A biannual production report posted by the Pennsylvania Department of Environmental Protection (DEP) shows the state’s stable of unconventional gas wells produced a record 1.42 Tcf during the first six months of 2013.

The latest production figures — most of which are from wells targeting the Marcellus Shale, but also including wells targeting the Utica Shale and other formations — are a 58.5% increase over production from first six months of 2012, when the DEP reported unconventional wells produced 894.8 Bcf (see related story; NGI, Aug. 27, 2012). Production during the first six months of 2013 was also 23.5% higher than the 1.5 Tcf produced from July through December 2012 (see NGI, March 11).

According to the DEP, the well that produced the most natural gas during the first half of 2012 was Southwestern Energy Production Co.’s Campbell Ercole Demento No. 4H. Located in Bradford County’s Stevens Township, the well produced 14.1 Bcf. Cabot Oil & Gas Corp.’s T Flower No. 2 and T Flower No. 1 wells in Susquehanna County’s Springville Township recorded the second- and third-highest production, at 5.49 and 4.13 Bcf, respectively.

Operators also reported producing 1.25 million bbl of condensate and 16,865 bbl of crude oil from January to June. Combined with natural gas, unconventional wells in Pennsylvania produced 1.43 Tcfe.

Range Resources Appalachia LLC’s Carns Donald Unit No. 19H well in Washington County’s Smith Township, produced the most condensate (16,904 bbl) during that time frame. Chesapeake Appalachia LLC’s Guy Avolio 8H well, in Washington County’s Independence Township, produced the most crude oil (5,125 bbl). That well also produced the most crude oil in the final half of 2012 (6,507 bbl).
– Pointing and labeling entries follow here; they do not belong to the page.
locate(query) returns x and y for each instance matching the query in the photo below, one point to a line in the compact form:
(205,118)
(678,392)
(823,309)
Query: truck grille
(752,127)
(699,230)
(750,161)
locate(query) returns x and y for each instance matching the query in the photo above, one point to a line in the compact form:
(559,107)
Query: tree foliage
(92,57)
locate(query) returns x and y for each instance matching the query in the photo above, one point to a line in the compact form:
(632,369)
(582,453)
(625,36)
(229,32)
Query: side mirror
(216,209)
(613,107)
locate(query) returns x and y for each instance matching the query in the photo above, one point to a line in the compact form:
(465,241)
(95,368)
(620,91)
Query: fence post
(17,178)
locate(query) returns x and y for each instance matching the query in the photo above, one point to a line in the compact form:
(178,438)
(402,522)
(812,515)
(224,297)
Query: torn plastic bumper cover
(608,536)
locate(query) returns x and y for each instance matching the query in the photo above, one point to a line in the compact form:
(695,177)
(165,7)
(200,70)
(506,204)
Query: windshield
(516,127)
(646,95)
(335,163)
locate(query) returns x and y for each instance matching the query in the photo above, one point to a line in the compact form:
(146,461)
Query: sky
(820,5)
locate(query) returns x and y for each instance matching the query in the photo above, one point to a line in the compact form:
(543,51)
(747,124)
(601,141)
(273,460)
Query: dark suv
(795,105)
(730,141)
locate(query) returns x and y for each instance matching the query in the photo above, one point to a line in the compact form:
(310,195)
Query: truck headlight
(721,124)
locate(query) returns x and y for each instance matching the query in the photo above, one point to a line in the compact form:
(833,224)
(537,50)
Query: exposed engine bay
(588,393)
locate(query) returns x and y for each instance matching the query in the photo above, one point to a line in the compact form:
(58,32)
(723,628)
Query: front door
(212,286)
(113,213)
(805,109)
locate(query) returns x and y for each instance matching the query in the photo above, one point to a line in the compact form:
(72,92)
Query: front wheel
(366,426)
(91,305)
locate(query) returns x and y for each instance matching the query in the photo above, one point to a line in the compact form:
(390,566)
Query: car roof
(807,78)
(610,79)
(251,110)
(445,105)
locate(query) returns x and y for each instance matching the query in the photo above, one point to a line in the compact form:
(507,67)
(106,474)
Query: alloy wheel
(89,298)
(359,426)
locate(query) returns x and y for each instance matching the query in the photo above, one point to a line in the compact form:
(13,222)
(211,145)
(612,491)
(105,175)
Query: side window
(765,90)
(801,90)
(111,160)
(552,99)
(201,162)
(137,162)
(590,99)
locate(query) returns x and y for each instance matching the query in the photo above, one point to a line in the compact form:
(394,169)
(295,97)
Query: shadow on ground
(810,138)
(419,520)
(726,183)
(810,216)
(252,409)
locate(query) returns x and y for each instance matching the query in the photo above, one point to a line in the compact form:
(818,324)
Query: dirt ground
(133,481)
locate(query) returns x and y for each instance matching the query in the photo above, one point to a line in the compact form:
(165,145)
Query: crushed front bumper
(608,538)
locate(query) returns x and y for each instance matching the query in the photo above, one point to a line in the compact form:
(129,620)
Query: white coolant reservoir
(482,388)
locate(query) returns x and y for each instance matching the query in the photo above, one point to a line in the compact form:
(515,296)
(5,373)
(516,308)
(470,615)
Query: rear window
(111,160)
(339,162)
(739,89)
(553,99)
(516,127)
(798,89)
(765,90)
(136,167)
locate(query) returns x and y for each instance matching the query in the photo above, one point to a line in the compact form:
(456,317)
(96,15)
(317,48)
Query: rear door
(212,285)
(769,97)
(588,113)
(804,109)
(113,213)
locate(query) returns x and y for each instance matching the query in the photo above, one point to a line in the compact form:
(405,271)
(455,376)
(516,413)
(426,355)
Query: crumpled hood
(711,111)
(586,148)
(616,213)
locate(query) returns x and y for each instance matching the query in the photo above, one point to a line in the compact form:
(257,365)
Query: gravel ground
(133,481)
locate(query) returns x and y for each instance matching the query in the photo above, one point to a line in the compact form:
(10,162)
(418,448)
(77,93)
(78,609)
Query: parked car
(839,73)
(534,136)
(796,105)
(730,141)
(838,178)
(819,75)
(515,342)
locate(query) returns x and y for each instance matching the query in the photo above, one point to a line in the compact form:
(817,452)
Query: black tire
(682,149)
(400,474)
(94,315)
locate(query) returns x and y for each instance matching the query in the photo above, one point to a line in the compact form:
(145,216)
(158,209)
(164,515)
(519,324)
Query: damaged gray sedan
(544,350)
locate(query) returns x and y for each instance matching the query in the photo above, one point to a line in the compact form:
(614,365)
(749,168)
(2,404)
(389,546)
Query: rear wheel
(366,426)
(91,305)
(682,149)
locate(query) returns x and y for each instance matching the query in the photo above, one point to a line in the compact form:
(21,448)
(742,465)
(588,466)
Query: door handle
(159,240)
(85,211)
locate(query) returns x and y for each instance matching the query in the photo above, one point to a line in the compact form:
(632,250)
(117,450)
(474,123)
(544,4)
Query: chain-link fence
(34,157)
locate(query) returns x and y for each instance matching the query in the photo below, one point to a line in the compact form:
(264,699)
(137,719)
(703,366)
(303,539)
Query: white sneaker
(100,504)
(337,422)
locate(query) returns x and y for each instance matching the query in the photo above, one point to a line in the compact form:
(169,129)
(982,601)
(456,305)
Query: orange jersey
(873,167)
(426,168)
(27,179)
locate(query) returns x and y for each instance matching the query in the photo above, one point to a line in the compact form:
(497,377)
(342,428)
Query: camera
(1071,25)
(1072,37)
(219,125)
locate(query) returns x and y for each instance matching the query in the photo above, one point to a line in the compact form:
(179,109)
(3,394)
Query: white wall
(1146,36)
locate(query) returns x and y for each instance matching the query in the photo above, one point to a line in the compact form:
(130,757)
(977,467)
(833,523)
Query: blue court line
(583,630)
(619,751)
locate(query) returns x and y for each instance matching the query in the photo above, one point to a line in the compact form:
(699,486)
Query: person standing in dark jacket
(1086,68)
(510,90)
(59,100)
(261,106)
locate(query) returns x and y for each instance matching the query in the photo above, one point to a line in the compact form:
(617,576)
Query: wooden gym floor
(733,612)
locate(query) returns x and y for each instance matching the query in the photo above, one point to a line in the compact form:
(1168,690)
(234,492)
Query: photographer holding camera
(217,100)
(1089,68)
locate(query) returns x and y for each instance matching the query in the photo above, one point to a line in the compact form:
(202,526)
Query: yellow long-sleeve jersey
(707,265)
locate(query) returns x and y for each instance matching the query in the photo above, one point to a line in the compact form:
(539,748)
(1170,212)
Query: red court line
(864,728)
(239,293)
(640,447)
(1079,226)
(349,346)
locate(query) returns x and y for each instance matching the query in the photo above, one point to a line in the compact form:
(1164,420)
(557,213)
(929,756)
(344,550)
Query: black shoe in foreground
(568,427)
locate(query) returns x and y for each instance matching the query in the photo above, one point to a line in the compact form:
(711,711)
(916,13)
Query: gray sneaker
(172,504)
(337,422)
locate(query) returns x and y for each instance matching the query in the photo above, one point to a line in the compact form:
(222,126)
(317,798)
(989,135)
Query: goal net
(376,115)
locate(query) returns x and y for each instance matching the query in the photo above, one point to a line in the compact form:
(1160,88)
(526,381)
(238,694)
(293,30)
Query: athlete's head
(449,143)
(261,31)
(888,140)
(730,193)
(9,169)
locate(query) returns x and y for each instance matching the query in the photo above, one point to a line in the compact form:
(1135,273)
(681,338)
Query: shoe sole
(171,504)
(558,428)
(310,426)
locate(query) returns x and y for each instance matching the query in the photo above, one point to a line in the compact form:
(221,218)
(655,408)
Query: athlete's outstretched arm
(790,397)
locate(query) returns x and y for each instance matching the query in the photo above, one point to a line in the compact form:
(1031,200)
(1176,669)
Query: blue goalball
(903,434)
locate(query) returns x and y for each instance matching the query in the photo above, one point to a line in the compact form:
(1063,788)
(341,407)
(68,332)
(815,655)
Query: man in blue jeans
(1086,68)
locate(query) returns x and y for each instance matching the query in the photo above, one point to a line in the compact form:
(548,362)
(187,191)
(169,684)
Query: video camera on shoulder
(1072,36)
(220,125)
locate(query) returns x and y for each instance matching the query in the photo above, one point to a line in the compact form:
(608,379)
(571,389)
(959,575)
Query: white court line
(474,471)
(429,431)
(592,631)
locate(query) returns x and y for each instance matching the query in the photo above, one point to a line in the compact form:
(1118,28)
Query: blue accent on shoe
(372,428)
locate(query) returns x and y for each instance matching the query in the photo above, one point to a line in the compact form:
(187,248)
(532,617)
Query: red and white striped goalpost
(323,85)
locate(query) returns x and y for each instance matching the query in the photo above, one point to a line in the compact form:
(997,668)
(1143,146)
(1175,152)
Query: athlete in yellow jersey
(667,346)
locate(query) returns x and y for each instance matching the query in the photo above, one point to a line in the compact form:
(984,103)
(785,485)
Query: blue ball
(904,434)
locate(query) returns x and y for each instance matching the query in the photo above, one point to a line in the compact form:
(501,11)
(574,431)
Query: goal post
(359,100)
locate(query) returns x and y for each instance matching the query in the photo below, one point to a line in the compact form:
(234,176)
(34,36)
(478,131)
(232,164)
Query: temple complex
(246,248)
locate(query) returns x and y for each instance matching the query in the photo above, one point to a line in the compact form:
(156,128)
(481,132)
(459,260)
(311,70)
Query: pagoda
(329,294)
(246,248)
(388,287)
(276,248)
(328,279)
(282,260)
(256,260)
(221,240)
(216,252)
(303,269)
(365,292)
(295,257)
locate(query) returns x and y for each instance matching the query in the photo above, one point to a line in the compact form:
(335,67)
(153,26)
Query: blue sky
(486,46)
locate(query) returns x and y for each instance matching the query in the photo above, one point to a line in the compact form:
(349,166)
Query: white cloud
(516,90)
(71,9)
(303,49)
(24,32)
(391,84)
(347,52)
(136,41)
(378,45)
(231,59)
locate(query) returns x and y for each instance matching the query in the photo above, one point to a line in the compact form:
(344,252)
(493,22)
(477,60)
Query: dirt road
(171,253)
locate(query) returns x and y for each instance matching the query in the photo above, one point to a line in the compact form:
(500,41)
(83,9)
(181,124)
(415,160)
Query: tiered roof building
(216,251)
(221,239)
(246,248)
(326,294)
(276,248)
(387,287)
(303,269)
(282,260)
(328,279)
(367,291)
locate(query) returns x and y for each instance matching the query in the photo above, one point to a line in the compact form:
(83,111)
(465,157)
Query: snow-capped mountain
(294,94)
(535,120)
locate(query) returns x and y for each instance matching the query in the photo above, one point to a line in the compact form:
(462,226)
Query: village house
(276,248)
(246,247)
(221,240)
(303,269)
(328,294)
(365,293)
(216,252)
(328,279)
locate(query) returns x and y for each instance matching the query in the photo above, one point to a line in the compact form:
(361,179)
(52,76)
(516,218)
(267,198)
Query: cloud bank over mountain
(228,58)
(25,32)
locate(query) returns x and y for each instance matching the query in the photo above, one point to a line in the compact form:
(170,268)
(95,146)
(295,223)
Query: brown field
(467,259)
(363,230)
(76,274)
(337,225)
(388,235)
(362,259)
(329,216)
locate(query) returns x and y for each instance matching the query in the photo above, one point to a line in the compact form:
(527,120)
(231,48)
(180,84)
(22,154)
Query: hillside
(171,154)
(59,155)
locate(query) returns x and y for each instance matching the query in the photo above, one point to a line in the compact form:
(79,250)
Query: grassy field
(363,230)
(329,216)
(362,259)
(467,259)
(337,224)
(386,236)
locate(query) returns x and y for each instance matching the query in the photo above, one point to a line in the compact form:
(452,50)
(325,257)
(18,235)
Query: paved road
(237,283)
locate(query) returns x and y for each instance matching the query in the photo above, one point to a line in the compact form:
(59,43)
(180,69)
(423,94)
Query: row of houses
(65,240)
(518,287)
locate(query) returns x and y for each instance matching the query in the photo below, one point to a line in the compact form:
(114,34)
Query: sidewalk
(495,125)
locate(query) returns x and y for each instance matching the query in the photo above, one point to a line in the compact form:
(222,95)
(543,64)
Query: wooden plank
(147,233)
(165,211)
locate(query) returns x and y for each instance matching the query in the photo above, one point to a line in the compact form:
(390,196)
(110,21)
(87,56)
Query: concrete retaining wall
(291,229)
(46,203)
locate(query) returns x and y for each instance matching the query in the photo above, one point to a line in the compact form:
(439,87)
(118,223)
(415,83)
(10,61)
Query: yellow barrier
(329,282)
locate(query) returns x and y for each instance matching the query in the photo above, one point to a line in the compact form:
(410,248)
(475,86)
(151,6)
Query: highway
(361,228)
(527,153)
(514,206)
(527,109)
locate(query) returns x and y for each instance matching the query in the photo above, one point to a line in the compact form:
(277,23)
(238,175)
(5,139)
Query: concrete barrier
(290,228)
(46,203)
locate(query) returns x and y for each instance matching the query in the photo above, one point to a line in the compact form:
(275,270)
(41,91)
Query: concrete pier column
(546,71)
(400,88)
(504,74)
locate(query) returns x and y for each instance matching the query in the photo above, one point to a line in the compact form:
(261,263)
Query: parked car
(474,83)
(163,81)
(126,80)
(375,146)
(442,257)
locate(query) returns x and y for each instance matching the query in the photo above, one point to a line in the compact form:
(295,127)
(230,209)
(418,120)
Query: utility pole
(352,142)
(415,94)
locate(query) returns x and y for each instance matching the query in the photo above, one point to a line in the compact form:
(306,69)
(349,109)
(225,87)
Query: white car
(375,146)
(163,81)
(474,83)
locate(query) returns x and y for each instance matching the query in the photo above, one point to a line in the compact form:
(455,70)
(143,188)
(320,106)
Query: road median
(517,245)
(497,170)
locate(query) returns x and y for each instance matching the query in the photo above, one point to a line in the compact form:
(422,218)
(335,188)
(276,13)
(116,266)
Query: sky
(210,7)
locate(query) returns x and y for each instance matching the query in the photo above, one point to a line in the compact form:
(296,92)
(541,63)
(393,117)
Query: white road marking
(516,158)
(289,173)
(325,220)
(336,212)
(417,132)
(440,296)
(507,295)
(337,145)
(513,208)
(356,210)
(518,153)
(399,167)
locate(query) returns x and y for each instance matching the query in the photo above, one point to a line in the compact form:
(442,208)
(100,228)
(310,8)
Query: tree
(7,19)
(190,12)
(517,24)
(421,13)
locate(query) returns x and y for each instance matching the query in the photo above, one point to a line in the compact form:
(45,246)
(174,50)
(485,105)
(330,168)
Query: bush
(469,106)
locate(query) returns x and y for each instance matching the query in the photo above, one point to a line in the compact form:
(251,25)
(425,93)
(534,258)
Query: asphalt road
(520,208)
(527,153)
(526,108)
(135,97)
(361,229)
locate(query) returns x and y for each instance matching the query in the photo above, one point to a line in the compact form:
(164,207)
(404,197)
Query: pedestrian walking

Bradford County topped the list of natural gas producing counties with 343.58 Bcf from January through June. Susquehanna County was second with 302.61 Bcf, followed by Lycoming (184.45 Bcf), Greene (154.71 Bcf), Washington (115.82 Bcf) and Tioga (110.15 Bcf) counties. Three counties saw tremendous production growth for the first six months of this year from the last half of 2012. Blair County production climbed 1,423.2% (from 63,478 Mcfe to 966,901 Mcfe); Sullivan County grew 860.1% (from 1.38 Bcfe to 13.22 Bcfe); and Cameron County jumped 675.8% (from 81,748 to 634,242 Mcfe).

The DEP’s Office of Oil and Gas Management has annual oil and gas production reports dating back to 2000 available on its website. The first Marcellus-only report covered a 12-month period from July 2009 to June 2010. Subsequently, the DEP released Marcellus-only reports that covered the full-year 2012 and the last half of 2011.

Beginning with the report from January through June 2012 report, the DEP began reporting all unconventional production without a breakdown by shale/tight gas and oil plays. The agency has also published a conventional well production report for the full-year 2012. The DEP said the changes were mandated by Act 13, the omnibus Marcellus Shale law.

Pennsylvania’s Oil and Gas Act requires unconventional well operators to submit production reports to the DEP twice a year — by Aug. 15 for the first six months of a year, and by Feb. 15 for the second half of a year, and for the full preceding year.

Spokeswoman Lisa Kasianowitz told NGI that the DEP was still waiting for 13 smaller operators that collectively own 50 wells, to report their production figures for the first half of 2013. The largest, Dallas-based Hunt Marcellus Operating Co. LLC, has 14 wells. Five operators have one well apiece.